William Zorach (American, born Lithuania 1889-Maine 1966),
The Three Graces, 1960
Location: Roberson Museum, 30 Front Street
The three female figures in William Zorach’s sculpture represent the Three Graces of Greek mythology — goddesses who traditionally symbolize charm, beauty, and fertility. Known in Greek as Charites (singular Charis), they were usually present at banquets and ceremonies to provide entertainment for guests. They were daughters of the god Zeus and the mermaid Eurynome, the latter a popular deity throughout the ancient Greek world. The Graces have long been a popular subject in Western art, appearing in works by artists such as Raphael, Peter Paul Rubens, and Sandro Botticelli (perhaps most famously in the latter’s 1482 painting Primavera). However, Zorach’s treatment of the theme differs from traditional interpretations.

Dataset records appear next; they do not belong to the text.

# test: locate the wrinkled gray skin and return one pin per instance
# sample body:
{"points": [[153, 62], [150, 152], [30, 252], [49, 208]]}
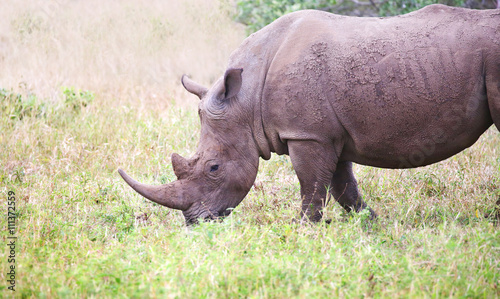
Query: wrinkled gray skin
{"points": [[330, 90]]}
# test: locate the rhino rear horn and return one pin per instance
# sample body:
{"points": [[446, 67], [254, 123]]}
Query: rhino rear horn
{"points": [[232, 83], [180, 165], [193, 87], [169, 195]]}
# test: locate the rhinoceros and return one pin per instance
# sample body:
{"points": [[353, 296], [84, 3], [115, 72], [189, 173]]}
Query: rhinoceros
{"points": [[329, 91]]}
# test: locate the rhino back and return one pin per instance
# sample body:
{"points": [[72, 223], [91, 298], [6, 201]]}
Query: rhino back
{"points": [[380, 88]]}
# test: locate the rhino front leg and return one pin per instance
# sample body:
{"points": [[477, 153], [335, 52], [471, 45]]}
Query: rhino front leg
{"points": [[344, 189], [314, 164]]}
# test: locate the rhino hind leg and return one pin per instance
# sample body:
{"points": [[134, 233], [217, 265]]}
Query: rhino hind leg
{"points": [[314, 165], [344, 189]]}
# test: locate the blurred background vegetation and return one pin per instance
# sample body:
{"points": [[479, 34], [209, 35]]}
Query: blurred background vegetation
{"points": [[259, 13]]}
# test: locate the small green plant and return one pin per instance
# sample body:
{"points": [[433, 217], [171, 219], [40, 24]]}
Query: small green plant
{"points": [[257, 14], [77, 99], [16, 107]]}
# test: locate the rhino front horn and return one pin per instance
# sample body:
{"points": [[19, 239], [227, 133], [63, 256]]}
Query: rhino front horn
{"points": [[169, 195]]}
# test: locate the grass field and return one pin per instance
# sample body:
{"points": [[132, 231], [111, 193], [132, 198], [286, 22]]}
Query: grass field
{"points": [[87, 87]]}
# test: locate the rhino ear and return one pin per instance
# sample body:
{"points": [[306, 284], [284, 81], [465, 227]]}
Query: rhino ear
{"points": [[232, 83], [193, 87]]}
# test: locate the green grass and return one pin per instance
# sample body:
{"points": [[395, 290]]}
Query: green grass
{"points": [[84, 233]]}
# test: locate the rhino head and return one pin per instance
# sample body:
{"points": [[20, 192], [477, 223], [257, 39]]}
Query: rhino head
{"points": [[222, 171]]}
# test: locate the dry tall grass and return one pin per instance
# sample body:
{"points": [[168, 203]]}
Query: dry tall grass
{"points": [[122, 50]]}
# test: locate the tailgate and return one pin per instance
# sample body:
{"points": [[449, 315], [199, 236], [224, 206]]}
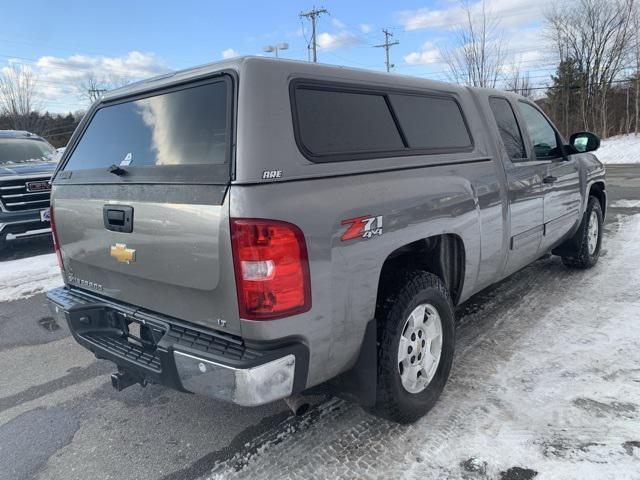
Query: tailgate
{"points": [[140, 204]]}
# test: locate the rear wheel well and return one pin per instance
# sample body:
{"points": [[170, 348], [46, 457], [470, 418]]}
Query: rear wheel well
{"points": [[442, 255], [597, 190]]}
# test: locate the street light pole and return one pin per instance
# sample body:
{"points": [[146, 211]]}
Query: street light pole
{"points": [[276, 48]]}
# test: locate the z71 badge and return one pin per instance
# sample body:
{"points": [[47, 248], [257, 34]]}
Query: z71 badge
{"points": [[362, 227]]}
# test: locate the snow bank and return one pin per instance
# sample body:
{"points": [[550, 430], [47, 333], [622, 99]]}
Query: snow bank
{"points": [[28, 276], [620, 149], [626, 204]]}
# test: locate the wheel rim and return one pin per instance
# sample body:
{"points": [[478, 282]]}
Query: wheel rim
{"points": [[420, 348], [593, 232]]}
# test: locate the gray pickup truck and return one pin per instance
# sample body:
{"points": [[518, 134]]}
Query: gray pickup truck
{"points": [[27, 162], [258, 229]]}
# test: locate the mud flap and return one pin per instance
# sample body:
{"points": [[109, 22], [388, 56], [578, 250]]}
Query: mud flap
{"points": [[359, 383]]}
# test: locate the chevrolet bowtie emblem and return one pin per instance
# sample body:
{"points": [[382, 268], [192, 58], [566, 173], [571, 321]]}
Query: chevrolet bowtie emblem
{"points": [[120, 252]]}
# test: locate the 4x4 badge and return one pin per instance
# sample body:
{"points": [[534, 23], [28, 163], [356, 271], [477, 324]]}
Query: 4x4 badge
{"points": [[362, 227]]}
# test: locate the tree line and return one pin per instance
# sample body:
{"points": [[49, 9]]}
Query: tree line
{"points": [[595, 84]]}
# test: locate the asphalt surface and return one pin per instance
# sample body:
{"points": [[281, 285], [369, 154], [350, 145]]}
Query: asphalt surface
{"points": [[61, 419]]}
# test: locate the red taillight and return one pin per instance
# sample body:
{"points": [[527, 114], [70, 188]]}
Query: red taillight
{"points": [[56, 242], [272, 268]]}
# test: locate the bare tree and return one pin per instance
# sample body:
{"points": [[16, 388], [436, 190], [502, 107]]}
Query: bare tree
{"points": [[519, 82], [91, 86], [596, 35], [19, 99], [636, 30], [478, 54]]}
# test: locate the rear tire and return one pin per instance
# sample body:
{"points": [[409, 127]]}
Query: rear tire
{"points": [[589, 238], [413, 363]]}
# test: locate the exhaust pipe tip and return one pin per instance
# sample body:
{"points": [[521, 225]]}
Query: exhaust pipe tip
{"points": [[299, 404]]}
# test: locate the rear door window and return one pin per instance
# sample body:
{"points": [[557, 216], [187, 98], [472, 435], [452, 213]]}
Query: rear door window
{"points": [[334, 122], [432, 123], [186, 128], [508, 128]]}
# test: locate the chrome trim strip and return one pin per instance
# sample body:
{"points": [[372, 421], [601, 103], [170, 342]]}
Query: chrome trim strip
{"points": [[17, 195], [13, 204], [33, 176], [28, 233]]}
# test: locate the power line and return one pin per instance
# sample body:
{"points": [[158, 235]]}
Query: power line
{"points": [[387, 45], [312, 15]]}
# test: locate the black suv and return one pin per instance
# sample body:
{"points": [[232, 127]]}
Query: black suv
{"points": [[27, 162]]}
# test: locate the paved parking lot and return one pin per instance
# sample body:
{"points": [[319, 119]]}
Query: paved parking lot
{"points": [[546, 384]]}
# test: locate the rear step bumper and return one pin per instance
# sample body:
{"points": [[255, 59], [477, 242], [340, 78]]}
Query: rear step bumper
{"points": [[152, 348]]}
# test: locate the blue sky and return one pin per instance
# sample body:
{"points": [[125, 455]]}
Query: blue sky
{"points": [[62, 41]]}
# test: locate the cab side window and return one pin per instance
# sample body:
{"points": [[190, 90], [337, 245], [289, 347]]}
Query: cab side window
{"points": [[508, 128], [543, 136]]}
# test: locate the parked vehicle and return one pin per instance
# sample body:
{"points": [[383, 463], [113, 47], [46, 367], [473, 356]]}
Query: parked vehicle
{"points": [[26, 165], [252, 229]]}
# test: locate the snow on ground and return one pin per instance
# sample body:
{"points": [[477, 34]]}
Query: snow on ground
{"points": [[620, 149], [545, 384], [28, 276], [626, 204]]}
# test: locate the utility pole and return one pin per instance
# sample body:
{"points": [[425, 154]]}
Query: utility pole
{"points": [[96, 93], [387, 45], [312, 15]]}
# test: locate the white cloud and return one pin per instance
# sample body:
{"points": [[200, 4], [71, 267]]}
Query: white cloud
{"points": [[229, 53], [58, 78], [429, 54], [132, 65], [329, 41], [511, 13]]}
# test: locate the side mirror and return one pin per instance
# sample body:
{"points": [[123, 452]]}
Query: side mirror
{"points": [[585, 141]]}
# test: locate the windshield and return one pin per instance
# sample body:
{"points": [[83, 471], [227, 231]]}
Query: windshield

The Graces are often depicted in a way that emphasizes classical ideals, such as their sweetness and femininity, and are commonly portrayed as delicate and otherworldly; in contrast, Zorach’s figures are solid and powerful, emerging together from a single mass of bronze. Standing back to back with each facing out in a different direction and united by the holding of their hands, Zorach’s figures exude strength and confidence.
“To me there is a revival of true sculptural values in the work being done today. Only time can give this art its ultimate value, but at least it is of our time and life and is of intense interest to any sculptor working today,” stated William Zorach in one of his books on sculpture. Zorach was a major modernist artist whose work appears in many major museums and collections including the Smithsonian American Art Museum in Washington, DC, and the Metropolitan Museum of Art and Radio City Music Hall in New York. Although he was trained as a painter and printmaker, sculpture was his primary medium. Zorach rejected extreme realism in sculpture as merely decorative and lacking “human spirit.” In contrast to the casting prevalent in his day, he preferred to carve his sculptures directly, mimicking the style of ancient Greek and Egyptian stone statues. Although Zorach was well known for his direct carving, The Three Graces happens to be one of his few cast-bronze works. Although the work was completed using the difficult lost-wax process (in which a mold is made of wax, heated, and melted to form a hollow bronze form), The Three Graces has all the forcefulness of Zorach’s better known carved pieces.
The Three Graces was a gift from the Civic Club of Binghamton to the Roberson Museum in honor of the Club’s 75th anniversary in 1973. The Civic Club believed that The Three Graces embodied the theme of their anniversary, taken from a quote by Frank Lloyd Wright: “If you wisely invest in beauty, it will remain with you all the days of your life.” Tessim Zorach, the artist’s son, played an integral role in the securing of the work for the Museum, noting that his father would have wanted his work in a public space where many could enjoy it.